Effect of ball-milling time on microstructures and mechanical properties of heterogeneity-improved heterostructured 2024Al alloys fabricated through powder thixoforming

Abstract

In this study, several heterogeneity-improved heterostructured 2024Al alloys were fabricated by forming in situ Al3Ti particles through powder thixoforming. The results indicated that the inter-soft-domain distance (the size of primary grains) decreased and reached its minimum at the ball-milling time of 8 h, and then, slightly increased. The boundary density of primary-grain/secondarily solidified structure (SSSs) domains reached the maximum at this time. The resulting alloy exhibited the ultimate tensile strength, yield strength, and elongation to failure of 430 MPa, 275 MPa, and 8.03%, showing an enhancement of 41.9%, 36.1%, and 10%, respectively, compared with those of the 2024Al matrix alloy without Al3Ti particles.

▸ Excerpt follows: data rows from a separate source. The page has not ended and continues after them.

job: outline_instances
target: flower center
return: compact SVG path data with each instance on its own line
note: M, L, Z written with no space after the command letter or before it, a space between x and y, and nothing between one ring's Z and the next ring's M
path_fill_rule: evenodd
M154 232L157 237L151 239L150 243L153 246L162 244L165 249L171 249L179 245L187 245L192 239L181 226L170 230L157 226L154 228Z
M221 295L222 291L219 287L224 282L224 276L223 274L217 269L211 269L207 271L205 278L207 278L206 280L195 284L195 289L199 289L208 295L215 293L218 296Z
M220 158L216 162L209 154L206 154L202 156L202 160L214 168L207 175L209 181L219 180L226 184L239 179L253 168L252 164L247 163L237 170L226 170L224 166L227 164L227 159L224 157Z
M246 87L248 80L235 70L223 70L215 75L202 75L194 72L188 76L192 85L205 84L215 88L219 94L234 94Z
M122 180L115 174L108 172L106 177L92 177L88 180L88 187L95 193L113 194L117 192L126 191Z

This alloy exhibited an excellent synergy of strength and ductility. Heterogeneity between the primary-grain and SSS domains of the alloy was considerably higher than that of the matrix alloy but slightly lower than that of the alloys prepared with the milling times of 2 and 10 h. This finding indicated that the alloy prepared at the milling time of 8 h exhibited a reasonably increased heterogeneity. Strength enhancement was attributed to the hetero-deformation-induced (HDI) strengthening, solution strengthening, grain refinement strengthening, and load transfer strengthening. The excellent ductility was mainly ascribed to the large strain partitioning due to the high boundary density of primary-grain/SSS domains, which led to an increase in the uniform elongation plateau with a high work hardening rate.